Trade Name and Goodwill Impairment
In connection with our annual impairment testing of goodwill and nonamortizing intangible assets during the fourth quarter of fiscal 2024, and as a result of the decisions made to sell the Family Dollar business, we determined it was more likely than not that an impairment loss had been incurred with respect to the Family Dollar goodwill and trade name, and proceeded to perform a quantitative impairment test of both assets. We estimated, with the assistance of a third party specialist, the fair value of the Family Dollar trade name based on an income approach using the relief-from-royalty method. The significant estimates used in the relief-from-royalty method, which are level 3 inputs, include estimates of future growth and revenue, a company-specific royalty rate, our weighted average cost of capital adjusted by a company-specific risk premium and trade name premium. The valuation date for the Family Dollar trade name was November 30, 2024. The results of the impairment test showed that the carrying value of the Family Dollar trade name exceeded its estimated fair value resulting in the recognition of a $1,400.0 million impairment charge in the fourth quarter of fiscal 2024, which is recorded as a component of “” in the results of discontinued operations above.
Subsequent to the Family Dollar trade name and long-lived asset impairment tests, we estimated the fair value of the Family Dollar reporting unit using the expected sale price for the business as negotiated with potential third party buyers. The valuation date for the Family Dollar reporting unit was November 30, 2024. The annual goodwill impairment evaluation in 2024 showed that the fair value of the Family Dollar reporting unit was lower than its carrying value resulting in the recognition of a $490.5 million impairment charge in the fourth quarter of fiscal 2024.
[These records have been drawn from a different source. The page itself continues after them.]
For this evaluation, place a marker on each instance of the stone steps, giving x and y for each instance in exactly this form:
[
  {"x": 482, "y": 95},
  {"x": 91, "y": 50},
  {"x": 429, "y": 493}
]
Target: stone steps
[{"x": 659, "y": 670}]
In the fourth quarter of fiscal 2023, the annual goodwill and nonamortizing intangible asset impairment evaluations resulted in the recognition of a $950.0 million trade name impairment charge and a $1,069.0 million goodwill impairment charge. The impairments were the result of the anticipated store closures under the store portfolio optimization review described previously. The fair value of the trade name was estimated, with the assistance of a third party specialist, based on an income approach using the relief-from-royalty method. The significant estimates used in the relief-from-royalty method, which are level 3 inputs, include estimates of future growth and revenue, a company-specific royalty rate, our weighted average cost of capital adjusted by a company-specific risk premium and trade name premium. The fair value of the Family Dollar reporting unit was estimated, using the assistance of a third party specialist, using a combination of a market multiple method and a discounted cash flow method. The significant estimates used in the discounted cash flow method, which are level 3 inputs, include our weighted average cost of capital adjusted by a company-specific risk premium, long-term rates of growth and profitability for the Family Dollar reporting unit, working capital effects, and changes in market conditions, consumer trends and strategy. The market multiple method utilized comparable public company revenue and profitability multiples to estimate the fair value of the Family Dollar reporting unit. The valuation date for the fiscal 2023 Family Dollar trade name and reporting unit was November 25, 2023. We have recorded cumulative goodwill impairment charges totaling $4,599.5 million, all of which related to the Family Dollar reporting unit and were recorded during the fourth quarters of fiscal 2024 ($490.5 million), fiscal 2023 ($1,069.0 million), fiscal 2019 ($313.0 million), and fiscal 2018 ($2,727.0 million).